4A is a view showing a position of a loading point D in FIG. 2 on a cross section of the housing, and FIG. 4B is a loading point D.
It is a figure which shows the modification of.

[Explanation of symbols] A to E Sludge input points K sludge 6 preheater 7 Rotary kiln 7a Kiln buttocks 20 housing 21 bend 30 Cyclone material chute at the bottom 31 Second material cyclone from the bottom 32 riser duct 33 Cyclone at the bottom 34 Second cyclone from the bottom

Claims (5)

[Claims] 1. A method for treating sludge for producing cement clinker by introducing sludge into a cement calcination step, wherein the sludge input point is the second cyclone raw material chute from the bottom of the preheater in the cement calcination step as a riser duct.
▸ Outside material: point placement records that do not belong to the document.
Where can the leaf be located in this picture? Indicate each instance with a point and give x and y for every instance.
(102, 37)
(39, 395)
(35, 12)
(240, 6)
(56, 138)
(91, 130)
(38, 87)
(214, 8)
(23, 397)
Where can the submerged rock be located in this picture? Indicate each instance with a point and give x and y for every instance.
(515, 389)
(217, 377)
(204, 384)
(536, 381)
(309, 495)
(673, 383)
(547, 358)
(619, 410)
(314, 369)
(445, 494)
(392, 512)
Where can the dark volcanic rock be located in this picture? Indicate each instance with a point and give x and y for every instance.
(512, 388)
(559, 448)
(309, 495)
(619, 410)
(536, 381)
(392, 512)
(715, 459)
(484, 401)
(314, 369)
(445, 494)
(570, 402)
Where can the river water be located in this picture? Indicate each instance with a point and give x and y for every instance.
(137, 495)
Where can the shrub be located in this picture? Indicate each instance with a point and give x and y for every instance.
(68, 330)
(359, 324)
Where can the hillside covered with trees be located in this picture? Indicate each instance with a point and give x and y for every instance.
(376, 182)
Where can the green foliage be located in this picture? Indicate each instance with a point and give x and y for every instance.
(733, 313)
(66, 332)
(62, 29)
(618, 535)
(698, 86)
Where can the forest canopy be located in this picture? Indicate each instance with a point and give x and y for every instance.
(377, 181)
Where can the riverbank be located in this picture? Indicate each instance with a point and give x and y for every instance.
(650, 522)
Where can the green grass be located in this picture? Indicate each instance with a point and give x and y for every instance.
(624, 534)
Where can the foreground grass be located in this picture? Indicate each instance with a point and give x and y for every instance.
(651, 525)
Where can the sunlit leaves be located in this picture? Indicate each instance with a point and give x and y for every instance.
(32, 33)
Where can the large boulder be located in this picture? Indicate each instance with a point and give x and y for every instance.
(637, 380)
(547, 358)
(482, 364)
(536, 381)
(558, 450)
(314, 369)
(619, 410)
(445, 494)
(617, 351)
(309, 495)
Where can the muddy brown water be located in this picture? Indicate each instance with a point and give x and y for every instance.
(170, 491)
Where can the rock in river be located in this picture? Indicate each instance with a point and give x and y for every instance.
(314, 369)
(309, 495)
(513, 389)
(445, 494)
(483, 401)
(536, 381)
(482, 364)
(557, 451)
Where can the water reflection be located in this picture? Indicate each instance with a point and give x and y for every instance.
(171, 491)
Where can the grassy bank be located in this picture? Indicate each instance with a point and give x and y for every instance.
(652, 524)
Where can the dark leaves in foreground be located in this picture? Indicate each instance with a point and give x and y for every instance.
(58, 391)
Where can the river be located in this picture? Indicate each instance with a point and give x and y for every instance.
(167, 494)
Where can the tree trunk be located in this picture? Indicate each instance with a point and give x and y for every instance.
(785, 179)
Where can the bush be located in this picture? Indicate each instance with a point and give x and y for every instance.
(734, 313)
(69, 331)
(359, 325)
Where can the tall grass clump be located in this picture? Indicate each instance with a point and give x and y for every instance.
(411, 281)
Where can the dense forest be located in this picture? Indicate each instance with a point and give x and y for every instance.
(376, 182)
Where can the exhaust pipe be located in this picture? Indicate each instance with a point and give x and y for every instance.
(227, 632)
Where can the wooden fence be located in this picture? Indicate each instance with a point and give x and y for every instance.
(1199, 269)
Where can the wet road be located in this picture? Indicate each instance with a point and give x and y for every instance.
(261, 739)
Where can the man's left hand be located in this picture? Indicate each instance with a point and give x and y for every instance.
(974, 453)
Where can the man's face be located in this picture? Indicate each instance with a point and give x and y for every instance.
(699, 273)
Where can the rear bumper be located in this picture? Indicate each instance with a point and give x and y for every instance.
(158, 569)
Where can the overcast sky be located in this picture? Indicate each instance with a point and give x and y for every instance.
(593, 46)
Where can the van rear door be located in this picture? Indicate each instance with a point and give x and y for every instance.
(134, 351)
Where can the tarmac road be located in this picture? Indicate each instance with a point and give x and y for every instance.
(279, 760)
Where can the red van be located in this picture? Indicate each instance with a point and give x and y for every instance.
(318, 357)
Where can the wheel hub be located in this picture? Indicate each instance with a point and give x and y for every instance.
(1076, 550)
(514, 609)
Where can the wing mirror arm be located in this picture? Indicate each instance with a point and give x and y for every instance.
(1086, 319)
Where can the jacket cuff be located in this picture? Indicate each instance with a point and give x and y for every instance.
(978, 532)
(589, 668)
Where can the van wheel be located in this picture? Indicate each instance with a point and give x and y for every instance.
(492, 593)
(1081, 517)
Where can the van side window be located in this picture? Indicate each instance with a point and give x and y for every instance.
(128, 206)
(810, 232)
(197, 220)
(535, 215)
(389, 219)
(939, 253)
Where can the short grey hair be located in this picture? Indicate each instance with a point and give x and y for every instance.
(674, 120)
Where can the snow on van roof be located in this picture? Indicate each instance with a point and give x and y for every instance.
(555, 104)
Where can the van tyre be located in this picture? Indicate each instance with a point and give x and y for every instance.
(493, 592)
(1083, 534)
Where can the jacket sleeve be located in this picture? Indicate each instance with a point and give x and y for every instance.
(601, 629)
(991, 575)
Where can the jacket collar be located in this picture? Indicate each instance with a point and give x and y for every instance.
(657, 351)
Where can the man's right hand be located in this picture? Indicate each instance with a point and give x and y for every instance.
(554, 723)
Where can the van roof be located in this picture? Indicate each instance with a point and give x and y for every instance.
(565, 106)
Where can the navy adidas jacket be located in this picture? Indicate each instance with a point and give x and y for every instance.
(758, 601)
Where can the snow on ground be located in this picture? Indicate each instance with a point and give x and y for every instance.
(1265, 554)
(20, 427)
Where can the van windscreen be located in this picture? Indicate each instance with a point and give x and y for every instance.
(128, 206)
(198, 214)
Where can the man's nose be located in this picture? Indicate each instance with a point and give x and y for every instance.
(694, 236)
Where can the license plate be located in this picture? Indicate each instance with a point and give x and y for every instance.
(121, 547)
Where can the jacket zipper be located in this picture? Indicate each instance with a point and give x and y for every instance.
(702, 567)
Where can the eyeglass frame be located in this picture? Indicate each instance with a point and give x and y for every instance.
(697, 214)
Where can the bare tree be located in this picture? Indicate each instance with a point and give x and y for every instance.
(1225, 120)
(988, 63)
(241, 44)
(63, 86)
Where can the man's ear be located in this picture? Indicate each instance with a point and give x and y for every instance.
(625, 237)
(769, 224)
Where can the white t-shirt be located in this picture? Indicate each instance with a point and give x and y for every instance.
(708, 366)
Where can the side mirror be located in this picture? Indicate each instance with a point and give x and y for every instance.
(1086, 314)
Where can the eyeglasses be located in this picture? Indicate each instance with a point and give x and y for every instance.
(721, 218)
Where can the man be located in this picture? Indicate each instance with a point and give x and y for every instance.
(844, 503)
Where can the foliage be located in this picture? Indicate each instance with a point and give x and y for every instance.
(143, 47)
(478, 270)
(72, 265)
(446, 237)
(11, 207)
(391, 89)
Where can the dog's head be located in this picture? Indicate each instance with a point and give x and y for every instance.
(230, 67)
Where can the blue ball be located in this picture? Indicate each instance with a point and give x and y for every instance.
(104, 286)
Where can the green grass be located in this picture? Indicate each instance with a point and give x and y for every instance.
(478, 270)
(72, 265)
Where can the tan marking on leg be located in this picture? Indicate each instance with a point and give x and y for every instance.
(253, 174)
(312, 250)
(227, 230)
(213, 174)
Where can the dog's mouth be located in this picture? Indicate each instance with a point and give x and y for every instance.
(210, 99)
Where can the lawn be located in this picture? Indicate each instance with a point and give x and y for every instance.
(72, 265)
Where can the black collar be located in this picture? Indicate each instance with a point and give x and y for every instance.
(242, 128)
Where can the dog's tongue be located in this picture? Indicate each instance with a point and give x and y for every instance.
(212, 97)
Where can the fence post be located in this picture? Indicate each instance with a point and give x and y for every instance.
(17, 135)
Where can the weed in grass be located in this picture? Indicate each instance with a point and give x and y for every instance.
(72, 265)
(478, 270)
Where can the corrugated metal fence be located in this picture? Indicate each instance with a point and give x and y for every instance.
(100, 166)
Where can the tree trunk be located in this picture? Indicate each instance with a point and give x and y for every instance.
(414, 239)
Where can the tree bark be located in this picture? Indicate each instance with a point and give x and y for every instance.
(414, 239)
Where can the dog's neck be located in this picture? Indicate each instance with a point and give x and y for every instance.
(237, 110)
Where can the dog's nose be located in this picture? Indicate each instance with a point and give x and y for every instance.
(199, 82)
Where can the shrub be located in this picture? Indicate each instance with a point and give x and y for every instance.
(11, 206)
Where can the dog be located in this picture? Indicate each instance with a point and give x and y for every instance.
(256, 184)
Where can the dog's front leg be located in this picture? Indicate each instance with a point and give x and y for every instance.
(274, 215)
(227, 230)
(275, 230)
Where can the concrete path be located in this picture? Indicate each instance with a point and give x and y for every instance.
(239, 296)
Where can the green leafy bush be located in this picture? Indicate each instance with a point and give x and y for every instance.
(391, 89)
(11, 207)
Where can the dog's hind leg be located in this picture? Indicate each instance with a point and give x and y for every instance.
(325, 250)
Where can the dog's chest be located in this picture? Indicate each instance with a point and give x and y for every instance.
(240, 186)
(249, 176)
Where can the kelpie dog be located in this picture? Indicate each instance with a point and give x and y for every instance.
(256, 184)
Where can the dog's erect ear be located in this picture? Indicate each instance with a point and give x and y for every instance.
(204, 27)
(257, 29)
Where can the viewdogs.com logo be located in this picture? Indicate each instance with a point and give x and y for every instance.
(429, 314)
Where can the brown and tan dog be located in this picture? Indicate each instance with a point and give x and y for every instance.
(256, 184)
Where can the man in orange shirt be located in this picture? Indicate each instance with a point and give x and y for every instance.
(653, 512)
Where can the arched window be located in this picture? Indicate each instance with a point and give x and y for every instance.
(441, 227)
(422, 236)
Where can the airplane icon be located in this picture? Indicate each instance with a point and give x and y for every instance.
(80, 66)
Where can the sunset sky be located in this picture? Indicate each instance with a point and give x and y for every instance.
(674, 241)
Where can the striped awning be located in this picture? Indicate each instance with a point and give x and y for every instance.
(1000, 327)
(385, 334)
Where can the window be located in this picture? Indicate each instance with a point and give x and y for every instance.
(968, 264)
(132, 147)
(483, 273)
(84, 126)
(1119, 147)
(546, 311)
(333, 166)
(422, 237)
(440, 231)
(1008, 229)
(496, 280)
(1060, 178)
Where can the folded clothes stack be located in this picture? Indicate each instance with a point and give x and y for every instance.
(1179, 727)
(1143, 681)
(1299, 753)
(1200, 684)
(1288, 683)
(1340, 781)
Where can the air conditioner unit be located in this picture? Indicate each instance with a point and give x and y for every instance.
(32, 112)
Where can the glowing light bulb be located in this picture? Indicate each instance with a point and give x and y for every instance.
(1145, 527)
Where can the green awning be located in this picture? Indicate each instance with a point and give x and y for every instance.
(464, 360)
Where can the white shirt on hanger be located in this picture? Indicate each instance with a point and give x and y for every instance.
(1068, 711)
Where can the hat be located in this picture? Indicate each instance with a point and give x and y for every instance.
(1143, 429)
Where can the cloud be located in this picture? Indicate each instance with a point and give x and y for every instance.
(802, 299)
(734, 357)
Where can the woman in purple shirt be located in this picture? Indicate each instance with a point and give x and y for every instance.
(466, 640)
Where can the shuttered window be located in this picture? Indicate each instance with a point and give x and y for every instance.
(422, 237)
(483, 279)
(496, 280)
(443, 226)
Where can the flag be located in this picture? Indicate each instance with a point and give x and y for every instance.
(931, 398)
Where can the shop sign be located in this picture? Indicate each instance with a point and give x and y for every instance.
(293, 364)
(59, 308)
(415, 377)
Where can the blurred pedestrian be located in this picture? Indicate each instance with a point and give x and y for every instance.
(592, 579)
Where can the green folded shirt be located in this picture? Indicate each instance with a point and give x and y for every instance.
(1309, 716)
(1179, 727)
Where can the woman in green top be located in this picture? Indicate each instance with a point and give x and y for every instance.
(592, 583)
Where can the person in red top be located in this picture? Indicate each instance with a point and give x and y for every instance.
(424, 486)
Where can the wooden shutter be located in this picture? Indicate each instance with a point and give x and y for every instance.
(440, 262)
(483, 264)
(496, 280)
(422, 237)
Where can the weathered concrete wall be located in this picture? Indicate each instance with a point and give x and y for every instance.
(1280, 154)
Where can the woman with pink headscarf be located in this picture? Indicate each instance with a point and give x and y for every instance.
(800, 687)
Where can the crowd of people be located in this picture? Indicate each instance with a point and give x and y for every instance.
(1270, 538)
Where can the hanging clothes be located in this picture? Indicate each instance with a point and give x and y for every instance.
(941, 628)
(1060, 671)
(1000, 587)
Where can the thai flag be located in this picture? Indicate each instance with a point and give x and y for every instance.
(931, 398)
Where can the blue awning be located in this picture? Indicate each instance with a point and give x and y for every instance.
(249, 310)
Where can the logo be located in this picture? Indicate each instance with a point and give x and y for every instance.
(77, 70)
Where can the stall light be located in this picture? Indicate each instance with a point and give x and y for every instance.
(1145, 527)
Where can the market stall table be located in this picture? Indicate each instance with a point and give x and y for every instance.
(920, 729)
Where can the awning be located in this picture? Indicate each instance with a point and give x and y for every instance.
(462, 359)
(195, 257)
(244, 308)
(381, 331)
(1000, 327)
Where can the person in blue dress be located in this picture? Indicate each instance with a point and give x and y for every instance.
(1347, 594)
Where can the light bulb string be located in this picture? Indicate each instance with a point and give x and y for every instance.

The sludge treatment method is characterized in that it is set in a range from a position below that to the inside of the kiln bottom of the rotary kiln including a position where the sludge is joined with. 2. The sludge treatment method according to claim 1, wherein the sludge feeding point is set on the upper surface side of the bent portion of the housing from the lowermost portion of the preheater to the kiln bottom portion of the rotary kiln. 3. The sludge charging point is set on the inclined lower surface side of the bent portion of the housing from the lowermost portion of the preheater to the kiln bottom portion of the rotary kiln, or in the middle of the raw material chute of the lowermost cyclone. The method for treating sludge according to claim 1. 4. The sludge charging point is set inside the kiln bottom of the rotary kiln, and sludge is passed up to the charging point through a conduit attached to a housing between the bottom of the preheater and the kiln bottom of the rotary kiln. The sludge treatment method according to claim 1, wherein the sludge is guided. 5. The sludge treatment method according to any one of claims 1 to 4, wherein the sludge charging points are provided at a plurality of points in a dispersed manner.